Clinical efficacy and chemoresistance analysis of precision neoadjuvant chemotherapy for borderline resectable pancreatic cancer: a prospective, single-arm pilot study.

BACKGROUND: Neoadjuvant chemotherapy (NAC) can improve the survival outcomes of patients with pancreatic cancer, but for borderline resectable pancreatic cancer (BRPC) the proportion of conversion to surgery remains unsatisfactory. This single-arm pilot study aimed to assess the clinical efficacy and safety of NAC based on patient-derived organoids (PDOs) for BRPC. METHODS: Biopsy samples from BRPC patients were collected for generating PDOs.

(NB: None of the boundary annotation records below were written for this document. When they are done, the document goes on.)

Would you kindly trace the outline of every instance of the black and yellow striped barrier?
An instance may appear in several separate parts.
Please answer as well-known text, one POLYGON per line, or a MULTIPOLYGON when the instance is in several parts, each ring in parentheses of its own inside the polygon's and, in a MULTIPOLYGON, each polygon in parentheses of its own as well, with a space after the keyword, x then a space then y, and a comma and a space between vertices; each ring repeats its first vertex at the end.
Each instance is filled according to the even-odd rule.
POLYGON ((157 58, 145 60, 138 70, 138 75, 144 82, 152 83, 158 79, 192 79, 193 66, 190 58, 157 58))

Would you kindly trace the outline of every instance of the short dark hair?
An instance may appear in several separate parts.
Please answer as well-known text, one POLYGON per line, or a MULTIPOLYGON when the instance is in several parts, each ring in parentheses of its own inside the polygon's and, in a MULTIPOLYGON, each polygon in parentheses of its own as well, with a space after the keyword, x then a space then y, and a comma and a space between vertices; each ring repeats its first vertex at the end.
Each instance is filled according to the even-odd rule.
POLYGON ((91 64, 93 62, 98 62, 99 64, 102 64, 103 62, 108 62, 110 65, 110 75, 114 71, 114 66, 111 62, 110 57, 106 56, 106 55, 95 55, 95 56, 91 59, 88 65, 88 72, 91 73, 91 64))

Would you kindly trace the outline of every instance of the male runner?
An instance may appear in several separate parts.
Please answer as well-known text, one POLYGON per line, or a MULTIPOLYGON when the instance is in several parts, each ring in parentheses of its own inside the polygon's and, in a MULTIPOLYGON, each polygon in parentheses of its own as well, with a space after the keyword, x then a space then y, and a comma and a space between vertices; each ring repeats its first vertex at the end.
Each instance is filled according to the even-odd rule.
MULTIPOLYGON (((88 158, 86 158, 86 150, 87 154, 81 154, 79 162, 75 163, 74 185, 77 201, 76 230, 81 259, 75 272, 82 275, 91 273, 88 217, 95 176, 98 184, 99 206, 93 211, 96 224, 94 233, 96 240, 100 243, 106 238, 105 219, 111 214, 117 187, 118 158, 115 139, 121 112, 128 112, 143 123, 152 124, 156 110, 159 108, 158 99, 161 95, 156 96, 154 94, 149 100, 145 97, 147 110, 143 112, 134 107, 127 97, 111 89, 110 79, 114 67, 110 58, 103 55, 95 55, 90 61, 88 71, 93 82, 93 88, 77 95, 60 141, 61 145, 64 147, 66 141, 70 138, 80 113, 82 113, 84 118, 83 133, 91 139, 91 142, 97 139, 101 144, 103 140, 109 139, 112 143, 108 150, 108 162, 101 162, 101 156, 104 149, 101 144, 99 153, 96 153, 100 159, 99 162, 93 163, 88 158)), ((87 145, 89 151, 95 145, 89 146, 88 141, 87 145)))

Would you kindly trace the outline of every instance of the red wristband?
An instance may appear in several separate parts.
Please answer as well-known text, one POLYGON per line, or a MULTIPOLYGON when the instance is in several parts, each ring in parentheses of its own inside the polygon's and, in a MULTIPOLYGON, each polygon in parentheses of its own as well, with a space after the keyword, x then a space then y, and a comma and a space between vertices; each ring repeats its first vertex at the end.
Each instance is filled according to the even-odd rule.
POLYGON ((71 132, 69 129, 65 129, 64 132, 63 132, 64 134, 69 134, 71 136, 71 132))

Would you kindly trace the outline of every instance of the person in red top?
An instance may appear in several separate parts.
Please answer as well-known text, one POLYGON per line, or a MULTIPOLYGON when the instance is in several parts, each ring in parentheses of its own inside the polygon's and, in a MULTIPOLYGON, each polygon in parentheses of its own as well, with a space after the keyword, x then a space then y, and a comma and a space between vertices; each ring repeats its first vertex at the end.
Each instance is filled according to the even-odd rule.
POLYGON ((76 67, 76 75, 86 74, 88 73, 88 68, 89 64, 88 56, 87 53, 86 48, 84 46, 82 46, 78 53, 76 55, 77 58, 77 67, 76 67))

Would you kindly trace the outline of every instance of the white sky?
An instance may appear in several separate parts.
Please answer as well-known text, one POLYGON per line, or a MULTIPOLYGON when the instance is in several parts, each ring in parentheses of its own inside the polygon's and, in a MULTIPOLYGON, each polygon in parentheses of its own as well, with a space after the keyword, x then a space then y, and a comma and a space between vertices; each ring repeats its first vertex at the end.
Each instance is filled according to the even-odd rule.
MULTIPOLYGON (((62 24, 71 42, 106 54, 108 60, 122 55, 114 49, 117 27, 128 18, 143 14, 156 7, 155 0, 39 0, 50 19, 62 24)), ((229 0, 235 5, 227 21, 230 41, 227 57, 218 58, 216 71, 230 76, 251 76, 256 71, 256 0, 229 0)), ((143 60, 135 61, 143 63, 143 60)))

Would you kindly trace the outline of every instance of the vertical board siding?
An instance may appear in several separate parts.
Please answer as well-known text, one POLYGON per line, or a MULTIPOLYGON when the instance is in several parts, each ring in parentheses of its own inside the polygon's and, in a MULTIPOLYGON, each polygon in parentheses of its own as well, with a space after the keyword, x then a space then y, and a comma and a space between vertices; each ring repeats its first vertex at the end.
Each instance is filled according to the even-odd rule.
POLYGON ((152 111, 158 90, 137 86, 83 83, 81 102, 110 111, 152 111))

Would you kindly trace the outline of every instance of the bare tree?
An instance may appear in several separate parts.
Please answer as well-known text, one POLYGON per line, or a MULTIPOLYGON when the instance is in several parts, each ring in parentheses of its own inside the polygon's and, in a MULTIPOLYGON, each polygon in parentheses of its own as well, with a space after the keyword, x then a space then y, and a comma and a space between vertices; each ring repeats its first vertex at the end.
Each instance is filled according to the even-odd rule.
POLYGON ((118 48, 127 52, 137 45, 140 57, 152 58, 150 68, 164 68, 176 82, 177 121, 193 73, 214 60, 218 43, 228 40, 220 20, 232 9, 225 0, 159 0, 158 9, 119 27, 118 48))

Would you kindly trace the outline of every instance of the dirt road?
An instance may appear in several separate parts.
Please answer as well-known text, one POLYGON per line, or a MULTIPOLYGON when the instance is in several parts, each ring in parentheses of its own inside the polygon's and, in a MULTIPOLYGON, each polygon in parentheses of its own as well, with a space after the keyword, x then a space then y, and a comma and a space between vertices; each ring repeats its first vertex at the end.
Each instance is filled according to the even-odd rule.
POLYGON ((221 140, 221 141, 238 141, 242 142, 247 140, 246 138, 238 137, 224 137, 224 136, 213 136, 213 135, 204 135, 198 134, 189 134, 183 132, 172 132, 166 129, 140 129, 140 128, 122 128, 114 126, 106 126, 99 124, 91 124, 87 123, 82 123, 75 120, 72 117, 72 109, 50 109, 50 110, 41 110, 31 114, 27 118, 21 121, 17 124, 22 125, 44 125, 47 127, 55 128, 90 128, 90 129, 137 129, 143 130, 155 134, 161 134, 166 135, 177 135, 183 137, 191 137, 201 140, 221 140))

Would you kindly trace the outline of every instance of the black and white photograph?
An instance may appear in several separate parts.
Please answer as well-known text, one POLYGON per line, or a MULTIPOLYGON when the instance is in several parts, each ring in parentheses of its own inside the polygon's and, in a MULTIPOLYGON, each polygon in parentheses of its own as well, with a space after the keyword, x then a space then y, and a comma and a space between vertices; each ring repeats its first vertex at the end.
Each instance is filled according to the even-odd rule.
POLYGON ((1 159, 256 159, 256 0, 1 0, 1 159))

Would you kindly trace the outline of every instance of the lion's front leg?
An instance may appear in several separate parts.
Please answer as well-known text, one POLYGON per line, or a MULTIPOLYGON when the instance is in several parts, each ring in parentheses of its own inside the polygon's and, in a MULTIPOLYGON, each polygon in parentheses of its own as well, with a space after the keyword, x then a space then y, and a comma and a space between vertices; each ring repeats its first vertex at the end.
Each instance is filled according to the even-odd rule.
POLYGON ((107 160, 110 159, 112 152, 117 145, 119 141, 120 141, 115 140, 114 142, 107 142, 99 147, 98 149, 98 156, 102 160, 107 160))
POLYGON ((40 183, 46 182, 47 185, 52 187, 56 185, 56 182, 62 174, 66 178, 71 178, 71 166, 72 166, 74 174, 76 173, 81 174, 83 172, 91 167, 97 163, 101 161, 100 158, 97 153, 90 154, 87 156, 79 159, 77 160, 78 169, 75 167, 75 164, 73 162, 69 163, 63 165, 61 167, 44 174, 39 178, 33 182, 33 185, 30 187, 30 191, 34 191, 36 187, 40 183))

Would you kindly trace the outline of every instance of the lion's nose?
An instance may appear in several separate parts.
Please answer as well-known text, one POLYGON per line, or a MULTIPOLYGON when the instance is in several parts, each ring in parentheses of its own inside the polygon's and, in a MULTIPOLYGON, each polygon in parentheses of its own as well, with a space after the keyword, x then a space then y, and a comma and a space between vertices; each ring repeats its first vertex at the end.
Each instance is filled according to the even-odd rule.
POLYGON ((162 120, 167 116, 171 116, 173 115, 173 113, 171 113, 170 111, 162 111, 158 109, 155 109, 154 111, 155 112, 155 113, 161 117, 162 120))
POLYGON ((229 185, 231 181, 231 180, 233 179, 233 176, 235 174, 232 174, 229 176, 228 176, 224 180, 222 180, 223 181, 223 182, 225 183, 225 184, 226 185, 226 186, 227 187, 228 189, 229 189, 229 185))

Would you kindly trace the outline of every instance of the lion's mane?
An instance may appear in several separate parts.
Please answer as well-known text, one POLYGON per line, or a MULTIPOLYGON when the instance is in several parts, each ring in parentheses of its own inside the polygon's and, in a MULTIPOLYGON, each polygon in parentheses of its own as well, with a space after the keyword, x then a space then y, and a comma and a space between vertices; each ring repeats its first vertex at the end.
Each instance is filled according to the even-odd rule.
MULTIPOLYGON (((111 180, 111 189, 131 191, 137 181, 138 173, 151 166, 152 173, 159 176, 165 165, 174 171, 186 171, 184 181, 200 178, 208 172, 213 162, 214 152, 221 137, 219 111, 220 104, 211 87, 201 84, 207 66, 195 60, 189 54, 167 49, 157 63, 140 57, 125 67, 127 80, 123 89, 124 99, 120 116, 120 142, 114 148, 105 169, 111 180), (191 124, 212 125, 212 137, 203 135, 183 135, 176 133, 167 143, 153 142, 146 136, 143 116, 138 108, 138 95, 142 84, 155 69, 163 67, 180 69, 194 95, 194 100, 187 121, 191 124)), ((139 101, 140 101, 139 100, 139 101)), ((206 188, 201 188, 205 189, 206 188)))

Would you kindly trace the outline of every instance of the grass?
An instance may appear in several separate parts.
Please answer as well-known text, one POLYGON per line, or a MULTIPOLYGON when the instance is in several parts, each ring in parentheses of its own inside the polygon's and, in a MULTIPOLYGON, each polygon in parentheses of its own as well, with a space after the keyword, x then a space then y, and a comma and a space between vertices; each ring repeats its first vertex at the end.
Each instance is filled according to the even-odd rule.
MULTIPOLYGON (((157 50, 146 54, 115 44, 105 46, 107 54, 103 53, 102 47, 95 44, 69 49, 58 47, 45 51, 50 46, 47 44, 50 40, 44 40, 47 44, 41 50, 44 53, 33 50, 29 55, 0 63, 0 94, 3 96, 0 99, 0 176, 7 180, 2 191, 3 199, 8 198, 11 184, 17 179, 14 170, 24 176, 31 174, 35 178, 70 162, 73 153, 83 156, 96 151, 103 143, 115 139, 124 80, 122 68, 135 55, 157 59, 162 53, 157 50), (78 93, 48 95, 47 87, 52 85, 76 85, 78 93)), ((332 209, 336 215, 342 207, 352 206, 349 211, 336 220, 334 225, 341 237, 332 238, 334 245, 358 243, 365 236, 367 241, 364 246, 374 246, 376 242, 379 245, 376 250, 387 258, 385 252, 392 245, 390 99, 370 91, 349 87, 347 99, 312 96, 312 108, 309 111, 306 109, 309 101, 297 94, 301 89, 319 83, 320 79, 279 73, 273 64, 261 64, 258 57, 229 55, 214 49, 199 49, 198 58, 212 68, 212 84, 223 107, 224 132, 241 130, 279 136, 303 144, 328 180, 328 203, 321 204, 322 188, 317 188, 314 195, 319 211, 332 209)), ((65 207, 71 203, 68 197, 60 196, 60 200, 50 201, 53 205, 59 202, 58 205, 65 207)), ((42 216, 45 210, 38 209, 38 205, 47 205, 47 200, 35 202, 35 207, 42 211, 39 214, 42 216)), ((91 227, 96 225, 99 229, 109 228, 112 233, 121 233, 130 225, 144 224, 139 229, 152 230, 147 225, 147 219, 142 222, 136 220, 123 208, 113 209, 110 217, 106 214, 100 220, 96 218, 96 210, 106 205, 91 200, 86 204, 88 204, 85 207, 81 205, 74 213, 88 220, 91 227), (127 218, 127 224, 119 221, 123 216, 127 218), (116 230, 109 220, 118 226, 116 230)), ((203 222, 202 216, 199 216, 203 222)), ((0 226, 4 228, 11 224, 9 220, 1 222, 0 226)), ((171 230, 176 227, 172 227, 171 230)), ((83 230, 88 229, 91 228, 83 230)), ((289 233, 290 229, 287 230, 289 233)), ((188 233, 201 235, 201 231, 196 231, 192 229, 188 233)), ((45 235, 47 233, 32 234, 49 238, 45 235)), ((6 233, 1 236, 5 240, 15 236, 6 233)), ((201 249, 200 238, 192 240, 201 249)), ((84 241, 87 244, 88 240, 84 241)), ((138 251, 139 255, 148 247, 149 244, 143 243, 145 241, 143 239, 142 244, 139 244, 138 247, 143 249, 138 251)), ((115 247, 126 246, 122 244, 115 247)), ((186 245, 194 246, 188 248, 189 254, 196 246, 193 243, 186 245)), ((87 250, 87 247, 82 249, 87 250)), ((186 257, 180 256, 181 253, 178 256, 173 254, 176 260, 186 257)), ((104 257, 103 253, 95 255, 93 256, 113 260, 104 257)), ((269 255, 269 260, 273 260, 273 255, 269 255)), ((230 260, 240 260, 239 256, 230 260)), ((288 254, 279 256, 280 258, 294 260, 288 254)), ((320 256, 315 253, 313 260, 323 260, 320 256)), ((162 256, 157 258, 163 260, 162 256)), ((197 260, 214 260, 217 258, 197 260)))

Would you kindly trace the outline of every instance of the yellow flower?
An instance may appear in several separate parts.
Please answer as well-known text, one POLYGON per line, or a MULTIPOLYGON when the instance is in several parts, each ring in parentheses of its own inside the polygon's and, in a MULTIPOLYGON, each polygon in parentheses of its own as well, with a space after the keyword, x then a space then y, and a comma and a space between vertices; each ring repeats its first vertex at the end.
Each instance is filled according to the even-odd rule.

Gemcitabine plus nab-paclitaxel as NAC was initially administrated for one cycle, and then the treatment regimen was adjusted based on the PDO drug sensitivity testing. The primary endpoint was the objective response rate (ORR). Secondary endpoints included R0 resection rate, NAC-related adverse events (AEs), and postoperative complications. Exploratory objectives were to assess the chemoresistance to gemcitabine. RESULTS: Totally 19 of 25 patients were eligible for the study, among whom 16 achieved partial response and received surgical resection, with the ORR of 84.2% (16/19). The R0 resection rate was 81.3% (13/16). During NAC, 8 (42.1%, 8/19) patients experienced different grades of AEs, mainly including grade 2 myelosuppression (26.3%), cutaneous pruritus (5.3%), and diarrhea (5.3%). scRNA-seq analysis of duct cells showed that the transcriptome in aneuploid cells may affect gemcitabine resistance via multiple pathways, among which upregulation of drug-resistant genes ( OLFM4, AGR2, MUC5AC, MUC1, HMGA1, REG4, IL17RB, GCNT3, AKR1B10, ITGA6, HMGCS2 , and SQLE ) and downregulation of sensitive genes ( SIK1, HEXIM1, SPINT2, GADD45 , and TIMP2 ) played crucial roles. Changes in the interactions between cancer cells and other cell groups may also involve in gemcitabine resistance. CONCLUSION: PDO-based NAC shows a promising resectable rate in BRPC patients, with good tolerance. Potential drug-resistant and sensitive genes and cell-cell interaction changes may participate in the development of gemcitabine resistance.